Zobacz też: Expose: Morawiecki nie zareagował na pytanie o Wałęsę
"Zrobię, co należy"
Wałęsa dodał, że obecne pokolenie ma ważne zadanie "naprostowania drogi rozwoju Polski". Wyjaśniał, że na działania jest jeszcze za wcześnie. - Myślę, że jeszcze raz, razem, wspólnie pójdziemy. Jeszcze nie teraz, bo teraz gdybyśmy to zaproponowali, to byłoby Powstanie Warszawskie mniej więcej: cena wielka, a zyski słabe - przekonywał.

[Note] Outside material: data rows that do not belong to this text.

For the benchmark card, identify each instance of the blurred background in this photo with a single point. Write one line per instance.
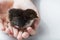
(49, 28)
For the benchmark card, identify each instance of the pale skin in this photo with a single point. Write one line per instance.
(22, 4)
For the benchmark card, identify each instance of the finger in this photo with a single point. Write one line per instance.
(36, 22)
(25, 35)
(15, 32)
(10, 27)
(7, 30)
(1, 25)
(19, 37)
(31, 31)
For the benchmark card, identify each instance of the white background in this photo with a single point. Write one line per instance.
(49, 28)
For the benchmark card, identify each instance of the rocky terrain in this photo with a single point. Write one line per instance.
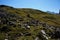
(28, 24)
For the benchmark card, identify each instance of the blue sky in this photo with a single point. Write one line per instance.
(44, 5)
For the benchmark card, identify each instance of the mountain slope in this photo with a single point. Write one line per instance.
(27, 24)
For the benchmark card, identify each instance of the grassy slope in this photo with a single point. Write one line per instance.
(51, 19)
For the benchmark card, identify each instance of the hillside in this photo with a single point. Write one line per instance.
(28, 24)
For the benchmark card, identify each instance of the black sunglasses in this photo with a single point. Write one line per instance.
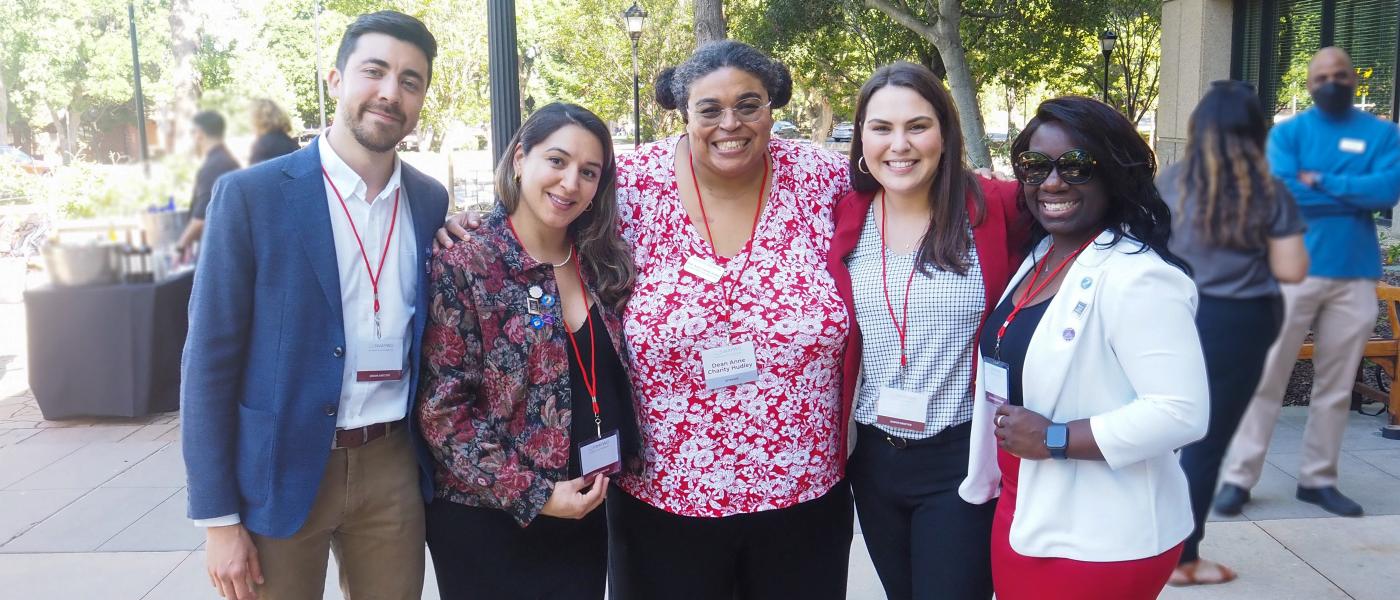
(1075, 167)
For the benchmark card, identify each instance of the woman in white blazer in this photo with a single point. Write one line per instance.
(1091, 375)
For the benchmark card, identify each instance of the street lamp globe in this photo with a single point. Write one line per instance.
(1106, 41)
(636, 18)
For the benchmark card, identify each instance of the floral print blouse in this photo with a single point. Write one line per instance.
(755, 446)
(494, 403)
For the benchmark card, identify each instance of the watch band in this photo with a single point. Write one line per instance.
(1057, 441)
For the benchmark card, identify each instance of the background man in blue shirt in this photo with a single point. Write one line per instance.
(1341, 164)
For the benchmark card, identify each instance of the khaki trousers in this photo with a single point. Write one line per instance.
(368, 511)
(1341, 313)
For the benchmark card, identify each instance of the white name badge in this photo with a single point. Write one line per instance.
(601, 455)
(380, 361)
(730, 365)
(996, 379)
(703, 269)
(902, 409)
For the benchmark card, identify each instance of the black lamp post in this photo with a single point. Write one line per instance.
(636, 17)
(1106, 41)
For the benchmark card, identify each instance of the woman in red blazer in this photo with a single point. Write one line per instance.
(923, 249)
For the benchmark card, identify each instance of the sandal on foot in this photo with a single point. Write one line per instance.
(1200, 572)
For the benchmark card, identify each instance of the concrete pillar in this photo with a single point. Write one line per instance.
(1196, 48)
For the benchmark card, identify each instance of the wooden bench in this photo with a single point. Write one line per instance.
(1383, 351)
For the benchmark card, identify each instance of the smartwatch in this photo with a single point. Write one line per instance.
(1057, 439)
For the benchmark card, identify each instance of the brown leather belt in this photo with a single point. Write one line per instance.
(361, 435)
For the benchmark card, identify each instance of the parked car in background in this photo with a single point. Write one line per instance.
(27, 162)
(843, 132)
(786, 130)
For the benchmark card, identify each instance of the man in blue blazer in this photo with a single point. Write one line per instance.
(303, 353)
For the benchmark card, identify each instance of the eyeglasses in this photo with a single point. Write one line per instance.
(746, 111)
(1075, 167)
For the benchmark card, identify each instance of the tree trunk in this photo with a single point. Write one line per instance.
(184, 46)
(4, 113)
(709, 21)
(961, 83)
(822, 125)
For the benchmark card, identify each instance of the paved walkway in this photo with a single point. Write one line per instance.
(95, 509)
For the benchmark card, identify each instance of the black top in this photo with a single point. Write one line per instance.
(1017, 340)
(216, 164)
(613, 395)
(272, 144)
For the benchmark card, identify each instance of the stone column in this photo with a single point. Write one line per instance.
(1196, 48)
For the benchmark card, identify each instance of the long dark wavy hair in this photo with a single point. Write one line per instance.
(1124, 164)
(604, 253)
(947, 244)
(1225, 169)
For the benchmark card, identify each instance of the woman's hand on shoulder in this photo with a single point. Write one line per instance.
(458, 227)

Tłumaczył jednak, że nie pozwoli na "niszczenie polskiego dorobku". - Czuwam i w odpowiednim momencie zrobię to, co należy zrobić - zapowiedział.
Precyzował, że opozycja musi sięgnąć po takie środki, które "nikomu nie zaszkodzą". - Żebyśmy finezyjnie odzyskali Polskę. To jest możliwe, ale musi być odpowiedni czas. Dzisiaj koszty byłyby za duże, bo ci nieodpowiedzialni ludzie będą strzelać. Ja wiem o tym, bo ich znam - mówił były przywódca antykomunistycznej opozycji.
Morawiecki? "Nie ma szans"
Dziennikarze pytali byłego prezydenta o to, czy premierowi Mateuszowi Morawieckiemu uda się ocieplić wizerunek Polski w Europie. - Wczoraj widzieliście, jak ocieplał - odparł Wałęsa, nawiązując do kontrowersji wokół nagłego powrotu szefa rządu z Brukseli. - Nie ma szans - dodał.
- Jeśli jesteśmy w jakiejś organizacji, to musimy się zachowywać, jak ta organizacja proponuje. Dlatego źle się dzieje, że tak się stało, że musimy prosić siły zewnętrzne, by nam pomogły w sposób pokojowy odzyskać wolność - powiedział były prezydent.